Il cibo che introduciamo inizia a essere digerito in bocca, dove l’azione meccanica dei denti ne permette la frantumazione, mentre gli enzimi contenuti nella saliva si occupano della digestione dei carboidrati in molecole più piccole. Il bolo così ottenuto arriva allo stomaco, dove, come già detto, avviene la digestione delle proteine e dei grassi e la sua trasformazione in chimo.

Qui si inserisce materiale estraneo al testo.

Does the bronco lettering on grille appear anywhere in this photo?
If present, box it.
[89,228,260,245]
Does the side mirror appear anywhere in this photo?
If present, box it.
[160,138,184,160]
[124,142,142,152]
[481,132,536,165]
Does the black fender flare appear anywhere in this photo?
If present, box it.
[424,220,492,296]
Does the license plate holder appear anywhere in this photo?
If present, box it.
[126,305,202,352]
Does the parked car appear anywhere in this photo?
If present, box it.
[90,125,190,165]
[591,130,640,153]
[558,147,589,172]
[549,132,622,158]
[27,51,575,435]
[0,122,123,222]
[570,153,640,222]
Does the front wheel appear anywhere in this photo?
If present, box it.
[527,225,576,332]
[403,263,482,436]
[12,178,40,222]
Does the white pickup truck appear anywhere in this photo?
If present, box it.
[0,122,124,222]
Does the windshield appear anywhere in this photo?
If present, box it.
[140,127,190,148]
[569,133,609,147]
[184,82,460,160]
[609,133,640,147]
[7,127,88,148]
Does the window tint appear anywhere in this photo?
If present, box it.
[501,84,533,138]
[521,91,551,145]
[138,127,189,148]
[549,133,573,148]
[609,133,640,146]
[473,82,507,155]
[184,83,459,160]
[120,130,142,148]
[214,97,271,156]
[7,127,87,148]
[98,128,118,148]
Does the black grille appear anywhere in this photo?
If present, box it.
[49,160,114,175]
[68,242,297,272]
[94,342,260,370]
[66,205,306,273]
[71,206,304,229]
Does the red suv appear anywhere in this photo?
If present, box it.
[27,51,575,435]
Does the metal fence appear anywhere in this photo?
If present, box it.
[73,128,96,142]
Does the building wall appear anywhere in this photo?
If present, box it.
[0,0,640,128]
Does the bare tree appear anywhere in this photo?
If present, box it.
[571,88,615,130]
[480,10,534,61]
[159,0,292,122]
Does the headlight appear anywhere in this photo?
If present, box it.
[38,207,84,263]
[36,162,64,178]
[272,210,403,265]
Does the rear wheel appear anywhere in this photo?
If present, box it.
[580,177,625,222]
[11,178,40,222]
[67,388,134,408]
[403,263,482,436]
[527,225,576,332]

Questa trasformazione è necessaria affinché avvenga l’ultima parte della digestione, a livello intestinale, con la conversione del chimo in chilo, un liquido lattescente ricco di nutrienti che possono essere riversati nel torrente circolatorio e linfatico e così essere trasferiti a tutti i distretti corporei. Tuttavia, se la digestione gastrica non è efficace perché l’ambiente non è acido come dovrebbe, allora quello che arriva all’intestino non è un chimo correttamente digerito e neanche adeguatamente sterilizzato.

Le conseguenze di questa condizione sono: sovraccarico dei processi digestivi intestinali; infiammazione della mucosa intestinale; predisposizione a intolleranze alimentari; instaurazione di infezioni e parassitosi intestinali e alterazione del microbiota. Da notare che Helicobacter pilory, l’agente patogeno che causa l’ulcera, è un batterio che può essere introdotto attraverso il cibo, quindi, inibendo la capacità dello stomaco di sterilizzare ciò che introduciamo con l’alimentazione, paradossalmente ne favoriamo la colonizzazione.

Con questo non voglio dire che l’approccio tradizionale al trattamento delle patologie gastriche sia da evitare a priori, ma solo che va riservato alle condizioni che necessitano di questo tipo di intervento, per un tempo limitato e sempre e solo sotto controllo medico. Cioè, se avvertiamo un bruciore di stomaco, non è il caso di intervenire con farmaci a cui sono legati effetti collaterali tanto importanti così come è eccessivo chiamare i pompieri se vediamo un tizio che accende un fiammifero.

Veniamo ora ai consigli su come intervenire, sfruttando ciò che la natura ci offre a nostro vantaggio.

La centella e la rutina, grazie alla loro azione cicatrizzante e vasocostrittrice, favoriscono la riparazione delle lesioni della mucosa gastrica.

L’alloro contiene pectine e mucillagini che creano un film protettivo sulle pareti dello stomaco, proteggendola dall’aggressione di agenti lesivi.

Utile è anche l’assunzione di integratori a base di Boswellia, un antiinfiammatorio naturale che agisce inoltre inibendo gli enzimi che degradano il collagene.

Il cibo va dosato come fosse una medicina, lo sappiamo.

Preferiamo frutta e verdura di stagione ricca in β-carotene, ad azione protettiva sulle mucose, quindi zucca, carote, patate, barbabietole, banane, melone e albicocche.

Curiamo il benessere del nostro microbiota intestinale tramite alimenti fermentati quali yogurt, meglio se vegetali e senza zuccheri aggiunti, e cereali integrali, che stimolano la peristalsi e permettono il corretto svuotamento dell’alvo intestinale, prevenendo condizioni di disbiosi.

Integriamo con semi oleaginosi e oli vegetali ricchi in Omega3 e minerali come lo zinco, che hanno un’azione antiinfiammatoria e immunostimolante.

Evitiamo invece tutti gli alimenti che possono peggiorare la sintomatologia, quindi zuccheri raffinati, latte e latticini, carne sia bianca che rossa (in quanto la digestione delle proteine determina un aumento necessario della produzione di acido da parte dello stomaco), uova, tè, caffè, alcolici, spezie piccanti, cibi fritti e alimenti di per sé acidi o difficili da digerire, come gli agrumi e i peperoni.

Insomma, se soffrite di gastrite, feste o meno, cercate di fare attenzione o la sintomatologia peggiorerà.

Dal mio angoletto auguro a tutti di chiudere in salute questo 2020.